Addressing an October 1990 meeting of the Parks and Recreation Commission, she commented on the unintended consequences of Sausalito’s leash law, which states that dogs must be on leash when off of their owner’s property.
“Everyone I know is a responsible dog owner,” she said, “yet because of the leash law, we are forced to break the law. I feel like a criminal.”
After presenting a petition signed by 150 like–minded citizens, Dianne added, “enforcing the leash law is like the city banning cars without providing an alternative means to get around.”
In true Sausalito fashion, that meeting led to a series of debates about whether the park should be temporary or permanent, and where it might be located.
Dianne favored the Martin Luther King Jr. (MLK) park. She stated in this newspaper that a masterplan for MLK was long overdue and preferred the area between the gym and tennis courts because, of the alternatives discussed, it posed the least amount of work. In January 1991, the city council designated that section an off–leash area where dogs could be exercised.

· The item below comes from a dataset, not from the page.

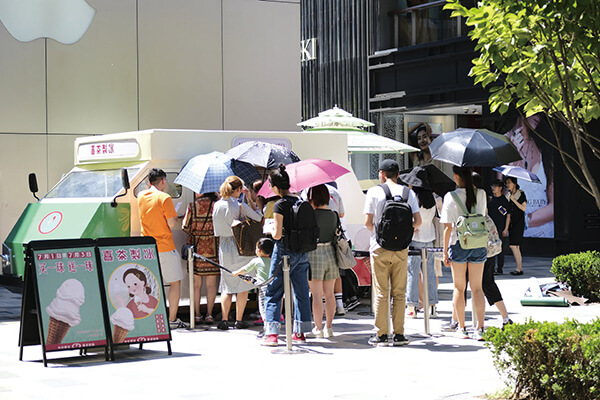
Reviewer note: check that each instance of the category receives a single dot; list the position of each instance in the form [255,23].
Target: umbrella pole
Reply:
[191,286]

Diane formed the Dog Owners Group (D.O.G.), composed of dog owners dedicated to developing an adequate local space for exercising their pets, and Marinscope reported that “support of the concept has been overwhelming.”
Fundraising efforts included soliciting private donations, selling hotdogs at the Caledonia Street Fair, selling drinks at the Vintage Boat Show, and holding a lasagna dinner/raffle, which was attended by 125 people. D.O.G. raised over $2000, combined with $2800 the city donated to the project, to complete the fencing of the off–leash area.
Dianne’s powers of persuasion, and—well—dogged determination, were beginning to pay off.
Marinscope city editor Tina Bournazos wrote: “get a group of Sausalitans together all working towards a community goal and the results are almost always remarkable. This time the group is dog owners, the goal is building a community dog park, and so far the results have been impressive.”
It all became official on November 24, 1991, with a gala, ribbon cutting and grand opening.
Two years later at the 1993 Take Pride in California Awards ceremony in Sacramento, Dianne Chute was honored for her volunteer efforts on behalf of the state’s public and private lands.
An avid sailor, Dianne also became the first female commodore of the Sausalito Cruising Club, and upon her death not long ago, she left part of her estate to Call of the Sea to fund sailing scholarships for girls and young women. Remington would have been proud.